When asked to describe the sound of the Gqom subgenre, DJ Lag doesn’t hesitate- ‘it’s raw and hype.’ Since the beginning of this decade, it has become the defining electronic music to come from Durban and it’s surrounding townships, like Lag’s home Clermont. Gqom takes SA production to a new extreme of brooding intensity. It’s powerful enough to command attention when blaring 130 bpm at dangerous volumes on public transport. But it has enough nuance to reward intimate listening on cellphone headphones. Coming from an isiZulua word for drum, Gqom really does sound like a huge monolith being hurled onto a heaving dancefloor. Despite its popularity, it still remains an underground status with little overt media or radio support in South Africa.

But such potency has also given it an international cachet. DJ Lag himself has recently been featured on UK music websites eagerly awaiting the release of his self-titled debut EP. Coming out on the London  label Goon Club All Stars, it will be backed up with a tour of Asia and Europe. Ahead of the new release, he has dropped the spine tingling ‘16th Step ‘as a teaser. Like so much Gqom it makes you want to dance, while having an unmistakable menace. The beat sounds like something horrific scratching at your door on a stormy night. Underneath runs a synthesiser reminiscent of a murderous robot haunting you through the flooded streets of future Durban, after the city has been lost to rising sea levels. It builds and builds and then suddenly drops out completely. In a masterful stroke, Lag leaves in a block of absent sound. Just as you think it’s over, it suddenly drives in again, going off into an unexpected but welcome conclusion. The step on this song is that feeling when you are about to fall asleep, but are awaken with a jolt as you imagine losing your footing.
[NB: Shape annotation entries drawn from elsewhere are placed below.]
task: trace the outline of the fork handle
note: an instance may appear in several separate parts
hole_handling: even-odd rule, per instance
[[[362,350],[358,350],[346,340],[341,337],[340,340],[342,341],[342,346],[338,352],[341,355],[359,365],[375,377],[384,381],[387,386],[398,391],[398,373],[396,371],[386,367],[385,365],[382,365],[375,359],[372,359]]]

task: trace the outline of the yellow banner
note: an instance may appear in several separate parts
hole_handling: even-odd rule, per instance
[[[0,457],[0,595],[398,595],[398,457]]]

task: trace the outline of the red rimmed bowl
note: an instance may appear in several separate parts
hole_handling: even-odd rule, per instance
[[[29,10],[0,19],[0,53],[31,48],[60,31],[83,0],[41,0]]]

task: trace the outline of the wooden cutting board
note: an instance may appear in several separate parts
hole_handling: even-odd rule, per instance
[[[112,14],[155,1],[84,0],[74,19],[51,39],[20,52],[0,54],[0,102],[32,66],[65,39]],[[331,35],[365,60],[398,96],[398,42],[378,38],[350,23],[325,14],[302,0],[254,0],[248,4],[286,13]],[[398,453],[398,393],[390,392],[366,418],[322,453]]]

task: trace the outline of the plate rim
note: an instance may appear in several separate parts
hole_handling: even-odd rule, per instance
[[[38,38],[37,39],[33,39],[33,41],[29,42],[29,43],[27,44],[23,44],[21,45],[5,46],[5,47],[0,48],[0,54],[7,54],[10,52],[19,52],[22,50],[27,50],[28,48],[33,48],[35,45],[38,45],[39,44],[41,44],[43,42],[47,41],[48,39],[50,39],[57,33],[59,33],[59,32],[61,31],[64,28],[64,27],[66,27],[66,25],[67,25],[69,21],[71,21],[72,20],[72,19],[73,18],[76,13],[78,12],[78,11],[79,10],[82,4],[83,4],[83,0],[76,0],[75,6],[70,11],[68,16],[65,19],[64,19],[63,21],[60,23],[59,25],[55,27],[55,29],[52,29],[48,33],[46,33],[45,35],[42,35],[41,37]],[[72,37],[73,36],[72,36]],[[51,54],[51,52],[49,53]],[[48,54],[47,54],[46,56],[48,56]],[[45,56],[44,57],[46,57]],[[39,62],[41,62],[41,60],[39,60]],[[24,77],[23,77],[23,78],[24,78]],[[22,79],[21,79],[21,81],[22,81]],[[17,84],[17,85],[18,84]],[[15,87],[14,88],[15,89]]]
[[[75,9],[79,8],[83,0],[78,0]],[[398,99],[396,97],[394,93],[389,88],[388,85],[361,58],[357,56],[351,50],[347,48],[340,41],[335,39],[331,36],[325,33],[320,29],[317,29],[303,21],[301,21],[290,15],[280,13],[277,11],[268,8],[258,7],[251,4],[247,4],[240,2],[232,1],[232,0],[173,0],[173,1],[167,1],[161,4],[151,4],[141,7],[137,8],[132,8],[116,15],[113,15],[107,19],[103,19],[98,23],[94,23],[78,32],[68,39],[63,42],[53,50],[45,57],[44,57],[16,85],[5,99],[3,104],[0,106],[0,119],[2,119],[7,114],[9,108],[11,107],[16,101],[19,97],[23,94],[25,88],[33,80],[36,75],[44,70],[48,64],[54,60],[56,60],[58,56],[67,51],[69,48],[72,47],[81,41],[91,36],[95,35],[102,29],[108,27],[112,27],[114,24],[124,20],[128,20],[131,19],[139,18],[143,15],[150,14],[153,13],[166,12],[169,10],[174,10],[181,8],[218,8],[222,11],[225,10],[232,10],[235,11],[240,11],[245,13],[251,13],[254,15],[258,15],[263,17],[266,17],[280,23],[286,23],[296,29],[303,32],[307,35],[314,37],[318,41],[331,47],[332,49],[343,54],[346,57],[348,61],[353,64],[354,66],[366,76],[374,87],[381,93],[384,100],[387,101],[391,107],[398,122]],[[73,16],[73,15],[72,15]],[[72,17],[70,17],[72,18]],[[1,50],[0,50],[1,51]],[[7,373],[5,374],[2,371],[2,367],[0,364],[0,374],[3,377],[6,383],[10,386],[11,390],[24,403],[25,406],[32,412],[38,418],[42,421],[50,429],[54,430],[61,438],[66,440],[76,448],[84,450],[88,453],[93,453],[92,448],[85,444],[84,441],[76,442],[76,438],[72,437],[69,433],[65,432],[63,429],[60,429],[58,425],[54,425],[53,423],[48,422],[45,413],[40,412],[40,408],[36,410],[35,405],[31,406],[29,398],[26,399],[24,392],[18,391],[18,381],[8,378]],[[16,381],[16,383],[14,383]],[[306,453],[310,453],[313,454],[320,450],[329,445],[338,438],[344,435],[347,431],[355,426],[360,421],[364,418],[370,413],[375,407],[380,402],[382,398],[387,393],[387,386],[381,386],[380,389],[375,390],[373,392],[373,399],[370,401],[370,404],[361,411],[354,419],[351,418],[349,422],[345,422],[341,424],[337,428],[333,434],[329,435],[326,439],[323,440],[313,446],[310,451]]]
A sure-fire way to feel awake.

And he has been honing this craft since a young age. His first introduction to recording was at age 12 when he went with his rapper cousin to a recording studio. Seeing a  producer at work making beats immediately hooked him in. It was a few years before he could get his own PC, but as soon as he did he started exploring the possibilities offered by Fruity Loops. His own musical progression is like a Darwinian microcosm of the evolution of Gqom itself. Beginning with hip hop he, then slid into kwaito. He then took a detour into a percussive house style. But hearing Gqom pioneers Naked Boyz for the first time locked him onto the deep new style that was breaking out in KZN around the turn of the decade. Since then, he has built up an impressive back catalogue of production, which keep the drive of Gqom while adding in deeper shades of nuance and sophistication.

His EP comes at an interesting time for the style, as it is also sprouting new offshoots, such as the more pop orientated Gqom trap and it’s house cousin, Sghhubu.  In the early days of its coalescing into a distinct style, Gqom was characterized by a certain mystery. Young producers would put up songs fresh from being factory tested at intense backyard parties onto file sharing sites, without clear attribution or titles. This created issues of plagiarism, with rivals claiming credit for others tracks. As a result, artists at the styles forefront like Lag and Rudeboyz are taking control of their public image. It’s also a way to grow the genre by highlighting discographies, which the audience can watch evolve.  With his cinematic, emotional style DJ Lag is poised to become an internationally appreciated South African pioneer.